The roof, which opens and closes electrically in 16 seconds at speeds up to 31mph, folds up into a Z shape which BMW says frees up 100 litres of storage room over the coupe, as well as still offering an 88-litre rear luggage compartment.
The i8 has always had a lot going on in the styling department – with its visible aerodynamics, flat bonnet, dihedral doors and signature two-tone plastic body panels. The Roadster’s achievement is to look just as dramatic as the coupe while retaining a very cohesive look, despite what is substantial remodelling of the rear body.

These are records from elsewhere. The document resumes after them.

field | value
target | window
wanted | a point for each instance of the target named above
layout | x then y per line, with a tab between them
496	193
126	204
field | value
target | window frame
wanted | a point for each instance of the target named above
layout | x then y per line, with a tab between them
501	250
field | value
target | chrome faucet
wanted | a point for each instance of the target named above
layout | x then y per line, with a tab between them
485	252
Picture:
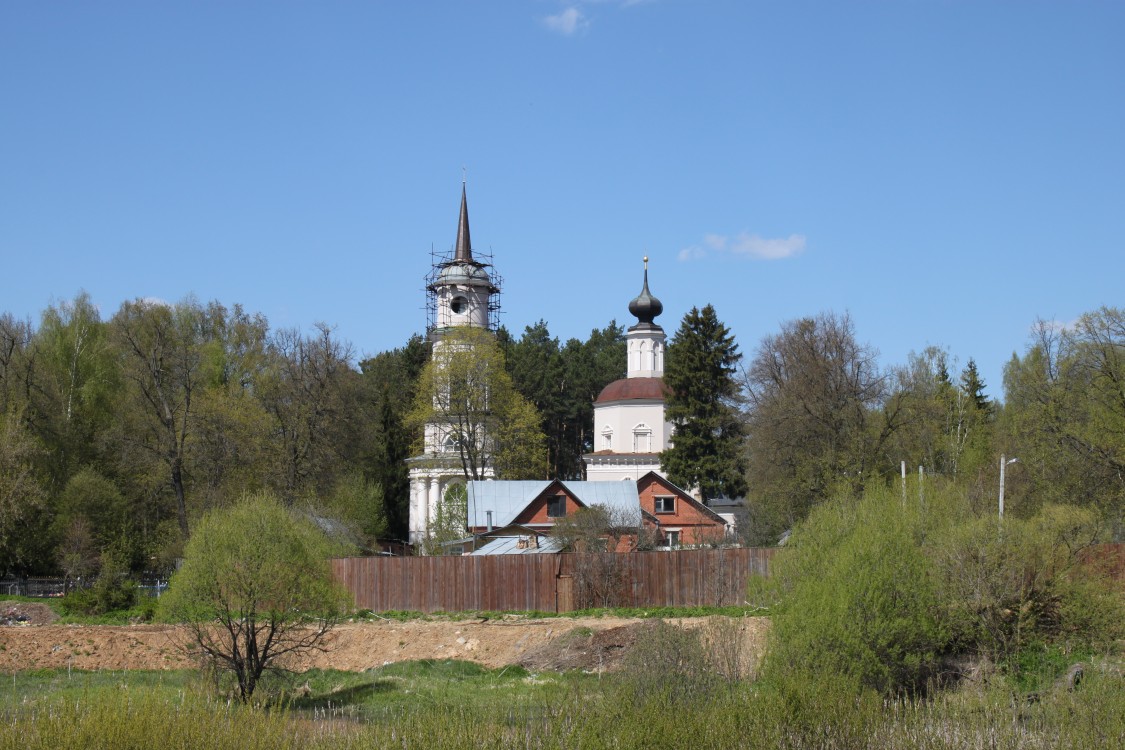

In place of the coupe’s glassed-in rear section are twin buttresses flanking a vertical glass screen, which automatically rises up to reduce turbulence when the roof is open. It can be lowered if you want maximum fresh air. BMW says a lot of the aluminium elements connecting the roof with the body are produced in a 3D printing process that breaks new ground for the motor industry.
The Roadster, like the newly-updated coupe version, will go half as far again in emission-free electric mode as the previous i8. Beefed-up lithium-ion batteries – they have gone from 7.1 kWh to 11.6 kWh – now offer an electric-only range of up to 33 miles, with speeds up to 75mph possible. The electric motor driving the front wheels gets 12bhp more power (now 141bhp) while the 1.5-litre petrol triple driving the rear wheels is unchanged in power (at 228bhp) but is said to sound sportier than before.
The battery pack is charged up by recovering lost power on the overrun and during braking, and also by the petrol engine via the starter-generator unit. But as a plug-in hybrid it will also need plugging in from time to time. A full charge takes four and a half hours with standard cable or, with the iWallbox, under three hours, says BMW.
With a combined 369bhp, the new Roadster is credited with a 0-62mph time of 4.6 seconds, two-tenths behind the identically-updated coupe. The Roadster’s fuel consumption suffers more next to the coupe, but then it still records 134.5mpg on the combined cycle. For mixed driving the new beefier batteries of both Roadster and coupe should give a boost to real-world consumption (realistically, 40-50mpg) by ensuring the electric motor does more of the work, leaving the petrol unit idle more often.
In light of that one new option would seem sensible. It’s an acoustic pedestrian warning system that emits a “turbine-like” sound when the car is driving in electric mode at low speeds.
Heavier? Inevitably yes but with a lot of body parts – including new frameless doors, windscreen surround and side skirts – in carbon-fibre reinforced polymer (CFRP) like the body, the Roadster’s weight comes in at 1595kg, 60kg heavier than the coupe.
Both 2018 Roadster and coupe get a refreshed cabin and styling tweaks up front to reroute airflow, along with new non-dazzle laser headlights. There are new colours and new wheels too, along with new prices: £112,730 for the i8 coupe and £124,730 for the i8 Roadster. On sale January.